How did that word make you feel? According to post modern commentators on the world that we live in authority is not a feel good word. It is a negative, it is the antithesis of freedom, and freedom is the buzz word.
The big question is how does this affect those around me every minute of every day? And perhaps as pertinently if not more so how does it affect us and our churches?
We assume that we are free. Ask someone if they are free and they are most likely to say that they are, after all we live in a democracy, we can choose who to vote for, what to believe, whether to go to a religious service or not, how to bring up our children, what to watch on TV, what job to have, what hobbies to have, even what socks to wear! But actually are we really free or are those choices an illusion of freedom?
What is it that actually motivates me to do all those things? What motivates so much of it is the tyranny of approval. And that is not freedom I am enslaved to others. I wear what I wear because it is fashionable and fashion says... Or I do this because thereby I gain the approval of my peers or colleagues or family or whoever. When you actually examine our choices they are not choices made by free people. And the root of all of our choices is self, my need of approval, my need of acceptance, my need of popularity, my need to feel good about myself, my need to feel loved, valued, to feel worth it.
Now the follower of Jesus has been set free from this, but sometimes we find ourselves attracted back into living that way again however subtly. We struggle to live set free from self. But the Christian is not freed to live in a vacuum. Romans 6:18 says "You have been set free from sin and have become slaves to righteousness." We are freed from sin to live under God's rule, a rule of righteousness, of right relationship with God.
In our churches we need to reassert the authority of the word of God and teach that we are not free to live for self but to live as slaves of righteousness because only as such do we experience true freedom and life! Churches and Christians must live by revelation not experience. As David Wells says in Above all earthly powers people today are on a spiritual quest, it is personalised, individualised and eclectic. It is focused on making life happy, satisfying, fulfilled and meaningful.

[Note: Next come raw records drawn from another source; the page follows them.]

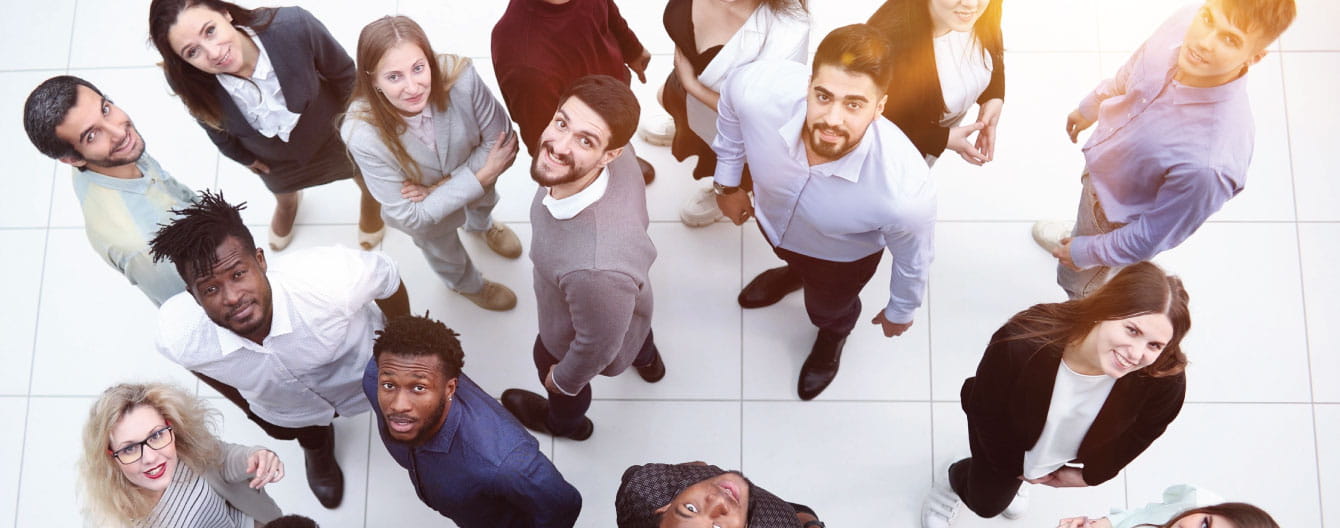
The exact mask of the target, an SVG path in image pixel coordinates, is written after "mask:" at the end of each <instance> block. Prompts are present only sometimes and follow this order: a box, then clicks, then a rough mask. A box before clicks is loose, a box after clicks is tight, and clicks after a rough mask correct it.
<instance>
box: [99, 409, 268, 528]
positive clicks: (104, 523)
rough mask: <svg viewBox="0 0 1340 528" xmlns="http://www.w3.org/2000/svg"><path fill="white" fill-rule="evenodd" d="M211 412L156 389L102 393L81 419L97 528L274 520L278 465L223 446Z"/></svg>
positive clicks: (215, 416)
mask: <svg viewBox="0 0 1340 528" xmlns="http://www.w3.org/2000/svg"><path fill="white" fill-rule="evenodd" d="M217 417H218V411H216V410H213V409H210V407H209V406H208V405H206V403H205V402H204V401H201V399H200V398H196V397H194V395H192V394H189V393H186V391H185V390H182V389H180V387H176V386H172V385H163V383H122V385H117V386H113V387H111V389H107V390H106V391H105V393H103V394H102V397H100V398H98V402H96V403H94V405H92V409H91V410H90V411H88V421H87V422H86V423H84V430H83V458H82V460H80V462H79V477H80V482H82V486H83V493H84V497H83V499H84V508H86V512H87V515H88V516H90V517H91V519H90V520H91V521H92V524H94V525H99V527H103V525H106V527H146V528H154V527H214V528H253V527H256V528H259V527H261V525H264V524H265V523H268V521H271V520H273V519H276V517H279V516H280V515H281V512H280V511H279V507H277V505H275V501H273V500H272V499H271V497H269V496H268V494H265V492H264V489H263V488H264V486H265V484H269V482H277V481H280V480H281V478H284V462H281V461H280V460H279V456H276V454H275V453H273V452H271V450H268V449H264V448H248V446H241V445H235V444H226V442H221V441H220V440H218V438H217V437H214V433H213V429H216V423H217Z"/></svg>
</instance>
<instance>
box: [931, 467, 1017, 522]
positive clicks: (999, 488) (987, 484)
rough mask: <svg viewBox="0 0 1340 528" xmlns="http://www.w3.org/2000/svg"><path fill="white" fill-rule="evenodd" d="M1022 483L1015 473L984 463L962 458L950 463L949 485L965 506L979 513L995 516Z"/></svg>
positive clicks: (996, 514) (978, 514)
mask: <svg viewBox="0 0 1340 528" xmlns="http://www.w3.org/2000/svg"><path fill="white" fill-rule="evenodd" d="M1021 484H1024V482H1022V481H1021V480H1018V476H1017V474H1005V473H1001V472H998V470H996V469H994V468H990V466H989V465H986V464H973V458H971V457H969V458H963V460H961V461H958V462H954V465H951V466H949V485H950V488H954V493H958V499H962V500H963V504H965V505H967V509H971V511H973V513H977V515H978V516H982V517H994V516H997V515H1000V513H1001V512H1004V511H1005V508H1006V507H1009V503H1010V501H1013V500H1014V493H1017V492H1018V486H1020V485H1021Z"/></svg>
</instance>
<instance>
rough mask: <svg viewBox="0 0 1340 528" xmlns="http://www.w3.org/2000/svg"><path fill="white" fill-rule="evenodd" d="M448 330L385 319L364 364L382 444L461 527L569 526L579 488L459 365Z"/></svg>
mask: <svg viewBox="0 0 1340 528" xmlns="http://www.w3.org/2000/svg"><path fill="white" fill-rule="evenodd" d="M457 335H458V334H456V332H454V331H452V330H450V328H448V327H446V326H445V324H442V323H440V322H437V320H433V319H429V318H427V316H426V315H425V316H422V318H421V316H409V315H407V316H401V318H395V319H391V320H390V322H389V323H387V324H386V330H382V331H379V332H378V336H377V342H375V343H374V344H373V359H371V360H370V362H367V369H366V370H364V371H363V393H364V394H366V395H367V399H369V401H371V402H373V403H375V405H374V406H373V409H374V411H375V413H377V423H378V426H377V430H378V432H379V433H381V434H382V442H385V444H386V450H387V452H390V453H391V458H395V462H398V464H399V465H401V466H402V468H405V469H407V470H409V472H410V481H411V482H414V490H415V492H418V496H419V500H422V501H423V504H427V505H429V507H430V508H433V509H435V511H437V512H438V513H442V516H445V517H448V519H450V520H452V521H454V523H456V524H457V525H458V527H462V528H472V527H535V528H559V527H561V528H571V527H572V525H574V524H575V523H576V519H578V513H580V512H582V494H580V493H578V490H576V488H574V486H572V485H571V484H568V482H567V481H565V480H563V476H561V474H559V470H557V469H556V468H553V464H552V462H549V460H548V458H545V457H544V454H543V453H540V445H539V442H536V441H535V437H532V436H531V434H529V433H527V432H525V429H523V427H521V426H520V425H519V423H517V422H516V419H515V418H512V415H509V414H508V413H507V411H505V410H502V406H500V405H498V402H497V401H494V399H493V397H490V395H489V394H488V393H485V391H484V390H482V389H480V386H478V385H474V381H472V379H470V378H469V377H468V375H465V374H464V373H461V367H462V366H464V365H465V358H464V355H465V352H462V351H461V342H460V340H458V339H457Z"/></svg>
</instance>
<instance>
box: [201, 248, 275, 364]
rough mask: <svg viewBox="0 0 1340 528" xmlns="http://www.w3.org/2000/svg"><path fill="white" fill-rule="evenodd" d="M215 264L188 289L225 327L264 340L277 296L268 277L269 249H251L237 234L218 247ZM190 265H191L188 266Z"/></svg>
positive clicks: (213, 316)
mask: <svg viewBox="0 0 1340 528" xmlns="http://www.w3.org/2000/svg"><path fill="white" fill-rule="evenodd" d="M214 257H216V259H217V261H216V263H214V268H213V269H210V271H209V275H200V276H196V279H194V280H190V281H189V283H190V284H189V287H188V289H190V295H192V296H194V298H196V303H198V304H200V307H201V308H205V315H208V316H209V320H212V322H214V324H218V326H221V327H224V328H228V330H232V331H233V332H235V334H237V335H240V336H243V338H247V339H251V340H252V342H256V343H260V342H263V340H264V339H265V336H267V335H269V323H271V319H272V318H273V308H275V307H273V299H272V298H271V289H269V279H268V277H265V252H264V251H261V249H260V248H256V251H248V249H245V248H244V247H243V243H241V241H240V240H237V237H235V236H229V237H228V239H224V243H222V244H218V248H217V249H214ZM188 269H189V268H188Z"/></svg>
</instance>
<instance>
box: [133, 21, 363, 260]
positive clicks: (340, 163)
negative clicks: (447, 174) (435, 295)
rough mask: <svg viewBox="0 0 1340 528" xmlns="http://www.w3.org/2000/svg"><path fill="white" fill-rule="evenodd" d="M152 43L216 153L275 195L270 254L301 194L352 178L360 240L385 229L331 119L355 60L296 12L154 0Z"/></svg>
mask: <svg viewBox="0 0 1340 528" xmlns="http://www.w3.org/2000/svg"><path fill="white" fill-rule="evenodd" d="M149 36H150V40H153V43H154V47H157V48H158V54H159V55H162V58H163V62H162V68H163V75H165V76H166V78H167V84H169V86H170V87H172V88H173V91H176V92H177V96H180V98H181V102H182V103H184V105H186V110H189V111H190V115H192V117H194V118H196V121H197V122H198V123H200V126H201V127H204V129H205V133H206V134H208V135H209V139H210V141H213V142H214V145H216V146H217V147H218V151H220V153H222V154H224V155H226V157H229V158H232V159H233V161H236V162H239V163H241V165H245V166H247V168H248V169H251V170H252V172H253V173H256V174H257V176H260V178H261V181H263V182H265V188H267V189H269V192H272V193H275V201H276V205H275V216H273V217H272V218H271V224H269V247H271V248H272V249H275V251H280V249H284V248H285V247H287V245H288V243H289V241H291V240H292V237H293V220H295V218H296V216H297V202H299V198H300V197H302V196H300V194H299V192H300V190H302V189H306V188H311V186H316V185H323V184H330V182H332V181H336V180H346V178H354V182H356V184H358V186H359V189H360V190H362V204H360V210H359V220H358V230H359V236H358V241H359V245H362V247H363V248H364V249H371V248H373V247H375V245H377V244H378V243H381V240H382V236H383V235H385V232H386V225H385V224H383V222H382V218H381V216H379V214H378V204H377V201H375V200H373V197H371V196H370V194H369V193H367V188H366V186H364V185H363V181H362V178H360V177H359V174H358V169H356V168H355V166H354V163H352V162H350V159H348V155H346V154H344V143H343V142H340V139H339V135H338V134H336V133H335V131H336V129H335V118H336V117H339V114H340V113H342V111H344V105H347V102H348V96H350V94H351V92H352V90H354V60H351V59H350V58H348V54H346V52H344V48H343V47H340V46H339V43H338V42H335V38H332V36H331V34H330V32H328V31H326V27H324V25H322V23H320V21H319V20H316V17H314V16H312V13H310V12H307V11H306V9H303V8H299V7H280V8H257V9H245V8H243V7H240V5H236V4H232V3H226V1H221V0H153V3H150V4H149Z"/></svg>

The danger in the church is that we take the very real opportunity that brings and mishandle it. There is a tremendous opportunity there to explain the gospel but we must state that this is the Truth as God revealed, not a truth the we have worked out, or formulated, or have amended to feel comfortable with. We have experienced God but our experience of God is not something we determine but that is revealed in the Bible.
Postmodern society and people have been described as being 'allergic to truth claims' and we cannot surrender this idea of truth without losing the power of the gospel.